Influence of nonsteroidal anti-inflammatory drugs on aspirin’s antiplatelet effects and suggestion of the most suitable time for administration of both agents without resulting in interaction
© The Author(s). 2017
Received: 18 October 2016
Accepted: 1 March 2017
Published: 9 March 2017
Low-dose aspirin irreversibly inhibits platelet cyclooxygenase-1 (COX-1) and suppresses platelet aggregation. It is effective for secondary prevention of cardiovascular events. Because nonsteroidal anti-inflammatory drugs (NSAIDs) reversibly bind with COX-1, the antiplatelet effects of aspirin may be suppressed when NSAIDs are co-administered. This interaction could be avoided by avoiding simultaneous administration; however, the minimum interval that should separate the administration of aspirin and loxoprofen is not well known. In this study, we investigated how to avoid the influence of NSAIDs on the antiplatelet effects of aspirin. An in vitro experiment was performed to investigate the influence of ibuprofen and loxoprofen at various concentrations on aspirin’s antiplatelet action.

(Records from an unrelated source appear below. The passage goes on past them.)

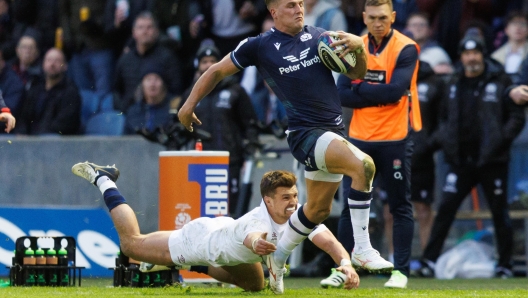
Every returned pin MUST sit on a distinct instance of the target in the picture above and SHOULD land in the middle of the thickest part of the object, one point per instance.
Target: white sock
(105, 183)
(291, 238)
(391, 258)
(360, 213)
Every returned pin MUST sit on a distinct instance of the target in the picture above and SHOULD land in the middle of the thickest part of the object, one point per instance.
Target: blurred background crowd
(62, 62)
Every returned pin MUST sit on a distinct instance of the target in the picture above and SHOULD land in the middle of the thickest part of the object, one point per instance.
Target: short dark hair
(146, 15)
(516, 14)
(379, 3)
(269, 2)
(420, 14)
(274, 179)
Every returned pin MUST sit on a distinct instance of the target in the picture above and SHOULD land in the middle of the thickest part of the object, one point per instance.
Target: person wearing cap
(27, 63)
(226, 113)
(147, 50)
(479, 122)
(151, 110)
(53, 104)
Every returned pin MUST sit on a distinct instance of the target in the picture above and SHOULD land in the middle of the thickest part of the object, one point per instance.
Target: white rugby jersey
(219, 241)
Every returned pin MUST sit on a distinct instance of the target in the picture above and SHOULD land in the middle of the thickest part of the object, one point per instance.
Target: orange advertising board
(192, 184)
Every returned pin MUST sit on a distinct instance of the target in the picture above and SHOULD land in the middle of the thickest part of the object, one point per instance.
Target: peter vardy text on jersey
(214, 190)
(304, 64)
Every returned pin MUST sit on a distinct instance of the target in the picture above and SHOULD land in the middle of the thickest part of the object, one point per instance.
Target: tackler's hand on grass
(9, 120)
(187, 117)
(261, 246)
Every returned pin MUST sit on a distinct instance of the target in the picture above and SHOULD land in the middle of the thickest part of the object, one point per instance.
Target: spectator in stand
(451, 19)
(12, 87)
(119, 18)
(147, 50)
(152, 109)
(479, 123)
(40, 17)
(6, 30)
(52, 104)
(180, 27)
(404, 9)
(519, 91)
(92, 60)
(5, 115)
(27, 64)
(511, 54)
(430, 51)
(228, 22)
(324, 14)
(228, 115)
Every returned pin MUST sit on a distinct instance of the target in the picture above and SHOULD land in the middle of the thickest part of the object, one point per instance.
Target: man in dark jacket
(53, 104)
(479, 123)
(5, 115)
(147, 51)
(152, 109)
(226, 113)
(92, 61)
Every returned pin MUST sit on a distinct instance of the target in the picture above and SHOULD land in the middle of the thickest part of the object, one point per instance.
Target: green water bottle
(64, 272)
(52, 261)
(29, 270)
(41, 272)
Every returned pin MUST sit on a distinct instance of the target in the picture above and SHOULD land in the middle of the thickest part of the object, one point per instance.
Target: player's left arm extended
(204, 86)
(257, 243)
(360, 94)
(353, 44)
(325, 240)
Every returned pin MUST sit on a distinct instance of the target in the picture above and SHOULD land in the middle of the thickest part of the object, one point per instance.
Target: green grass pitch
(371, 286)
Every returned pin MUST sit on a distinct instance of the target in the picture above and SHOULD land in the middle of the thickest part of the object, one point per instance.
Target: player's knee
(127, 248)
(369, 169)
(255, 287)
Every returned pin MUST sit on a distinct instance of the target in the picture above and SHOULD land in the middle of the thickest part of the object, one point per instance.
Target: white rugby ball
(330, 55)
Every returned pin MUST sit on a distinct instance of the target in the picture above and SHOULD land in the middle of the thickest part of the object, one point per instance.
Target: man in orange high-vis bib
(385, 107)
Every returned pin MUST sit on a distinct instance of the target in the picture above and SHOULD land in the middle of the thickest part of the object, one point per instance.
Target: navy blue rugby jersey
(292, 68)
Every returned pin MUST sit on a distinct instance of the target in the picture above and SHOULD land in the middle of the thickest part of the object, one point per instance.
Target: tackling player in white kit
(228, 250)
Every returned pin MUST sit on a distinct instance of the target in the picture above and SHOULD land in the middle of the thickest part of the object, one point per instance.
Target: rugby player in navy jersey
(286, 56)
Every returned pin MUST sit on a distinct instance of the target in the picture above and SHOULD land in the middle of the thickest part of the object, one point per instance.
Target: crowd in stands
(110, 46)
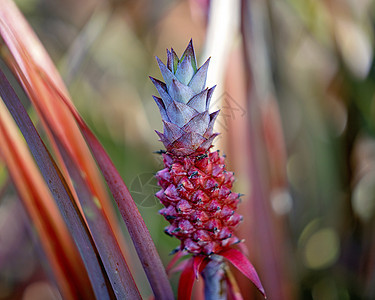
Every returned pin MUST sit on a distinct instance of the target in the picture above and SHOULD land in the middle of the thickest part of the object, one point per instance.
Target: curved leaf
(58, 188)
(186, 282)
(240, 261)
(60, 249)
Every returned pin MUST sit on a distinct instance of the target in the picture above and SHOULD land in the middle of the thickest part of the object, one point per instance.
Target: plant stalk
(215, 287)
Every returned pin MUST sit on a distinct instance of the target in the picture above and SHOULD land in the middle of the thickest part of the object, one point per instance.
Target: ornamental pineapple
(196, 187)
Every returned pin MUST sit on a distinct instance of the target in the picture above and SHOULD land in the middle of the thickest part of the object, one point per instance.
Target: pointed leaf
(189, 140)
(171, 131)
(199, 101)
(162, 90)
(180, 92)
(170, 61)
(166, 73)
(175, 60)
(198, 82)
(185, 71)
(164, 140)
(160, 104)
(189, 51)
(209, 96)
(180, 113)
(207, 143)
(210, 126)
(241, 262)
(198, 123)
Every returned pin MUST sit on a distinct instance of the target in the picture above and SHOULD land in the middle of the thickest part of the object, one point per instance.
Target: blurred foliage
(324, 76)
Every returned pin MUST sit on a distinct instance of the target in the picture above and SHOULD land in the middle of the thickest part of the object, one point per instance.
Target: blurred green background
(319, 57)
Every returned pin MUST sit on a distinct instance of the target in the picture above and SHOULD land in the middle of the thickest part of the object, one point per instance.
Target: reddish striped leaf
(138, 231)
(241, 262)
(185, 284)
(52, 231)
(57, 185)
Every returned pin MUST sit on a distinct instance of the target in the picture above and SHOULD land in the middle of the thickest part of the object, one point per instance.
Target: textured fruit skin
(196, 188)
(199, 204)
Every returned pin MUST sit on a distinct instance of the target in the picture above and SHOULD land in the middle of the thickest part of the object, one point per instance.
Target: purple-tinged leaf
(175, 60)
(138, 231)
(209, 96)
(198, 102)
(189, 140)
(185, 71)
(58, 188)
(198, 82)
(198, 124)
(241, 262)
(166, 73)
(161, 106)
(180, 92)
(210, 127)
(171, 131)
(162, 90)
(189, 51)
(180, 113)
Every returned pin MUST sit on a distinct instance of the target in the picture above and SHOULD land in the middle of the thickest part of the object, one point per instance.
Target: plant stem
(214, 280)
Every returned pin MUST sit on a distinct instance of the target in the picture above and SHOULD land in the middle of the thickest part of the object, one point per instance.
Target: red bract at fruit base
(195, 185)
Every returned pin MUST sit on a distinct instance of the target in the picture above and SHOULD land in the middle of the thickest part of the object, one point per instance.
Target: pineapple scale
(199, 203)
(196, 187)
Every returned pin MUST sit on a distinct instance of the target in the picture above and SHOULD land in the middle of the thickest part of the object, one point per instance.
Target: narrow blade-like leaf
(186, 282)
(138, 231)
(60, 249)
(240, 261)
(58, 188)
(114, 263)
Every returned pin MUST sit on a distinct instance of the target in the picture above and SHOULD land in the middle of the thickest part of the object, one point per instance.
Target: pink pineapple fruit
(195, 185)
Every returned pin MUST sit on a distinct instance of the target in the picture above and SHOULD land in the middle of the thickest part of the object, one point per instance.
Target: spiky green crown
(184, 103)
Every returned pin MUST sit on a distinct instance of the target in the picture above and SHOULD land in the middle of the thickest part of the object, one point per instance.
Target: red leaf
(185, 284)
(241, 262)
(199, 264)
(174, 260)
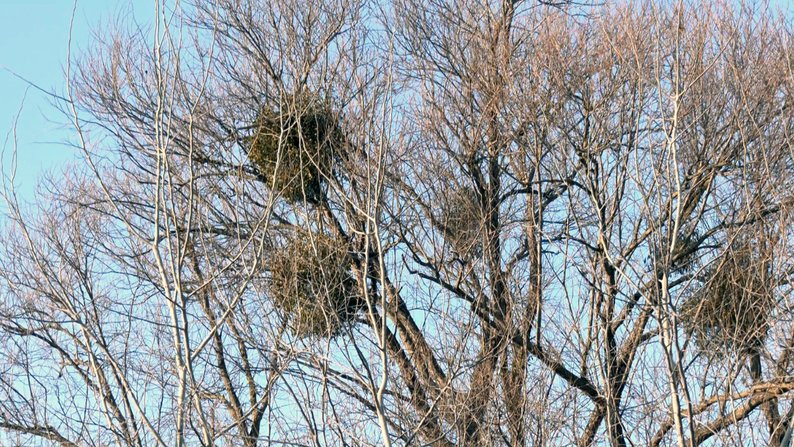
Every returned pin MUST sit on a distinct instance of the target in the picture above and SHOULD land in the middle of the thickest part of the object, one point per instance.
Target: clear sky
(33, 44)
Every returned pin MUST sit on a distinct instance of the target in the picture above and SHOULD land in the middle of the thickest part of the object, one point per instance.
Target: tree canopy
(405, 223)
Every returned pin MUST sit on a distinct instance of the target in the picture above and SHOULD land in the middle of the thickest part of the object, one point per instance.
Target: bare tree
(341, 222)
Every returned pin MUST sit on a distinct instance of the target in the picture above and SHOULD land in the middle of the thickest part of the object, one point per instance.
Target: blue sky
(33, 44)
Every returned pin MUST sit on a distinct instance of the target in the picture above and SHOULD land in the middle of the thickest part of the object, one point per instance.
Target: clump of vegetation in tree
(462, 222)
(293, 148)
(732, 308)
(312, 286)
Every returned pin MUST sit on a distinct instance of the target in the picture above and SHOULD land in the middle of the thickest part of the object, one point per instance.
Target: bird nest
(732, 308)
(311, 285)
(461, 222)
(293, 149)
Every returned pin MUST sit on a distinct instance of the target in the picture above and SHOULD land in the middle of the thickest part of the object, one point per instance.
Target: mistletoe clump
(293, 149)
(311, 284)
(732, 308)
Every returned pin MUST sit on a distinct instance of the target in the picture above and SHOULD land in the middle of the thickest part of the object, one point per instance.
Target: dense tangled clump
(462, 222)
(293, 149)
(732, 308)
(312, 286)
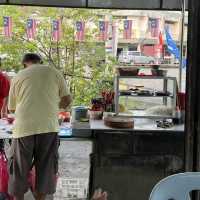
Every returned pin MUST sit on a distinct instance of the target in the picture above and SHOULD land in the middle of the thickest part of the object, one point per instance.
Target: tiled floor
(73, 171)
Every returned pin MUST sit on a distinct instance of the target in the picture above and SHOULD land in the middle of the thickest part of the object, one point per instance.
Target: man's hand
(99, 195)
(4, 113)
(4, 110)
(65, 102)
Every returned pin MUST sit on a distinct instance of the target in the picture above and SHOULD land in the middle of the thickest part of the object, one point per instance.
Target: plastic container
(79, 112)
(96, 115)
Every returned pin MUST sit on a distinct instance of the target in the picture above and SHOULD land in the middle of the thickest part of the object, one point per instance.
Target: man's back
(4, 88)
(36, 91)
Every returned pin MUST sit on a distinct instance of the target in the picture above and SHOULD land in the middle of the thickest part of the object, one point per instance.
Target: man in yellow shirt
(36, 95)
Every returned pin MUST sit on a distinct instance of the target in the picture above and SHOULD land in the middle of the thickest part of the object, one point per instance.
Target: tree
(83, 63)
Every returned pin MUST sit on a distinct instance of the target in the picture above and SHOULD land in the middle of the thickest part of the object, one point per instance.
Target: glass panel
(77, 3)
(173, 4)
(135, 4)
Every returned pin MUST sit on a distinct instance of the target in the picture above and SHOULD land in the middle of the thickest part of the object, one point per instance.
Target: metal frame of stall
(192, 136)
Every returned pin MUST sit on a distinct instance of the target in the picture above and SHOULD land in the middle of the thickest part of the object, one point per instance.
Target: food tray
(127, 71)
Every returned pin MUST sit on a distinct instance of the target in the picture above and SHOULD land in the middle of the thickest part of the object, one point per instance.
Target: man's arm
(4, 93)
(65, 102)
(12, 98)
(65, 97)
(4, 109)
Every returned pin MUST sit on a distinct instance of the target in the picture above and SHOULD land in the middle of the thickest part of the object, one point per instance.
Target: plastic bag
(3, 173)
(4, 177)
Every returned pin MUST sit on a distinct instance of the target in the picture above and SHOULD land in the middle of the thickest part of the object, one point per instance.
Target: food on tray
(160, 110)
(127, 71)
(122, 108)
(145, 92)
(162, 93)
(119, 122)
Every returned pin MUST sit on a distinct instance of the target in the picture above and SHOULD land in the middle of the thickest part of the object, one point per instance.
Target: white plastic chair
(176, 187)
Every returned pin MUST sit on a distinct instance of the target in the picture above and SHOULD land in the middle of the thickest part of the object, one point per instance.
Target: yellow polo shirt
(35, 94)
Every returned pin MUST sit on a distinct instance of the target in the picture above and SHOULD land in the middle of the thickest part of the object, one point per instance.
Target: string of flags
(31, 29)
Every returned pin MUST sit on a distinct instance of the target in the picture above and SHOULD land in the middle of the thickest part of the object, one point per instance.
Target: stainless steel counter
(84, 129)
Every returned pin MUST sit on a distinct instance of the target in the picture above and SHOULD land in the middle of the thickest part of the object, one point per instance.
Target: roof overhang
(107, 4)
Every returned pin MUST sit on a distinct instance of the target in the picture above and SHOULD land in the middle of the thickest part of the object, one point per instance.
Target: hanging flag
(161, 41)
(80, 31)
(172, 47)
(7, 23)
(154, 27)
(103, 29)
(56, 30)
(31, 28)
(128, 29)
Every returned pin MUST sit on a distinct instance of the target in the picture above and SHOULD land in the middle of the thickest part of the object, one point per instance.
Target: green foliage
(83, 63)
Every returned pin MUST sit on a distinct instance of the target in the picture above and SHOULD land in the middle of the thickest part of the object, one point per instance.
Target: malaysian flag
(128, 29)
(31, 28)
(154, 27)
(7, 23)
(80, 31)
(103, 29)
(56, 30)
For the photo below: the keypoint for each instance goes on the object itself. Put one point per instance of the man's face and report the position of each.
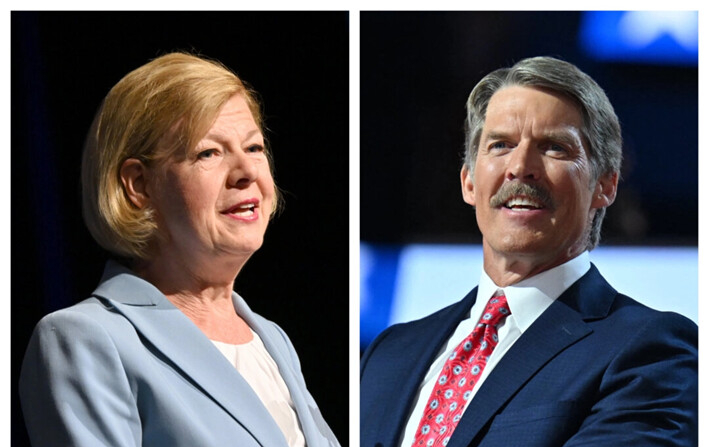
(532, 186)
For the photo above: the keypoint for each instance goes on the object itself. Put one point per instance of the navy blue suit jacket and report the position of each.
(596, 369)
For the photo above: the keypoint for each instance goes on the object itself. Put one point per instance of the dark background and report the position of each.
(417, 70)
(64, 63)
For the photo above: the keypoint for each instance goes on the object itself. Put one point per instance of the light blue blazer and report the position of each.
(127, 368)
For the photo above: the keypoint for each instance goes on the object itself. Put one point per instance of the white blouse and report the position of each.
(261, 372)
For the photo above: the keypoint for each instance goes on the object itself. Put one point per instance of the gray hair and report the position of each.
(601, 129)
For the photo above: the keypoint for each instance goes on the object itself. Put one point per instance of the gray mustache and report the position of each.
(511, 189)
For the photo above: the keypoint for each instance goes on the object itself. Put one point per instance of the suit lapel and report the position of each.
(188, 349)
(414, 356)
(561, 325)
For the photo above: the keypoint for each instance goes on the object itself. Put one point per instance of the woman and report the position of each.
(177, 184)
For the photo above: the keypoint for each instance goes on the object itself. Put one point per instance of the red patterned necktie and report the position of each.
(458, 377)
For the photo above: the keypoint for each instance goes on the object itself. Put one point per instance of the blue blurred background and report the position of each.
(420, 246)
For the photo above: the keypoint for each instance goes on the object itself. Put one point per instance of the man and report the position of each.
(544, 352)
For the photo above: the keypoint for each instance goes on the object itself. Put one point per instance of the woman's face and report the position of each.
(218, 199)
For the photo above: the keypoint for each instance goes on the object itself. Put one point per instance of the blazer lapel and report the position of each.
(412, 360)
(561, 325)
(185, 346)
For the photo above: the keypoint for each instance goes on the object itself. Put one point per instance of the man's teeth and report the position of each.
(521, 202)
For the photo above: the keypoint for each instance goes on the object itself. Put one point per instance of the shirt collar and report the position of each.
(529, 298)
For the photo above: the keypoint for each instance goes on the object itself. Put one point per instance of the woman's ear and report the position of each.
(133, 175)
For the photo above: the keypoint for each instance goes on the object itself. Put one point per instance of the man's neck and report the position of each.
(507, 269)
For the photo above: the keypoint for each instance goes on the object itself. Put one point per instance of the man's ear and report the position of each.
(133, 176)
(605, 190)
(466, 185)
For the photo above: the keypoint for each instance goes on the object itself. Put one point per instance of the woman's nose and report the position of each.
(243, 170)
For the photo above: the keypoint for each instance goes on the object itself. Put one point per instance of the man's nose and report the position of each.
(525, 162)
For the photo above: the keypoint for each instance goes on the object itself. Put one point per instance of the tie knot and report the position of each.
(496, 310)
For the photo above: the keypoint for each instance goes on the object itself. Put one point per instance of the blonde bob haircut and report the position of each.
(177, 95)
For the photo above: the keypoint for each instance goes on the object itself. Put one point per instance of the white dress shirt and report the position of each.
(526, 299)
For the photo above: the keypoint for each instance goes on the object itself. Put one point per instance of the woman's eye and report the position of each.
(209, 153)
(255, 148)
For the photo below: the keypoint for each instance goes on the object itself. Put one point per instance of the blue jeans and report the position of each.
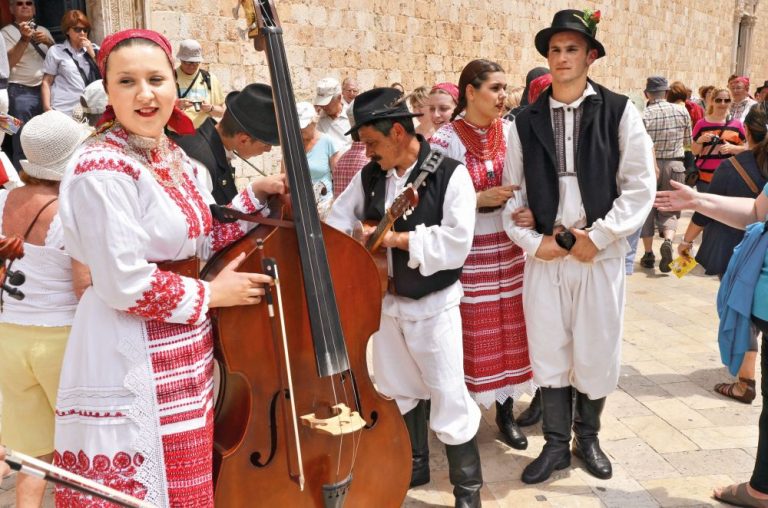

Platelet aggregation and thromboxane B2 (TXB2) levels were measured after addition of aspirin only and NSAIDs plus aspirin to platelet-rich plasma. NSAIDs were used at their maximum plasma concentrations, the assumed concentration after 6 h (for loxoprofen only), and the assumed concentration after 12 h of taking one clinical dose. Platelet aggregation threshold index (PATI), defined as the putative stimulus concentration giving 50% aggregation, was calculated as an index of aggregation activity.
PATI decreased in ibuprofen plus aspirin group compared to that in the aspirin only group, regardless of ibuprofen concentration. Furthermore, PATI significantly decreased when aspirin was added after loxoprofen-trans-OH addition at the maximum concentration (4.1 ± 0.1 μg/mL), compared to that in aspirin only group (5.9 ± 0.1 μg/mL). PATI showed no significant difference after addition of loxoprofen at the assumed concentration after 6 h (aspirin only group, 5.0 ± 0.5 μg/mL; loxoprofen-trans-OH plus aspirin group, 4.9 ± 0.4 μg/mL).In addition, TXB2 concentration tended to decrease with increasing PATI.
It is desirable to avoid ibuprofen co-administration with the usual once-daily low-dose aspirin therapy; however, a 6-h interval between loxoprofen and aspirin could avoid this potential interaction when loxoprofen is taken before aspirin.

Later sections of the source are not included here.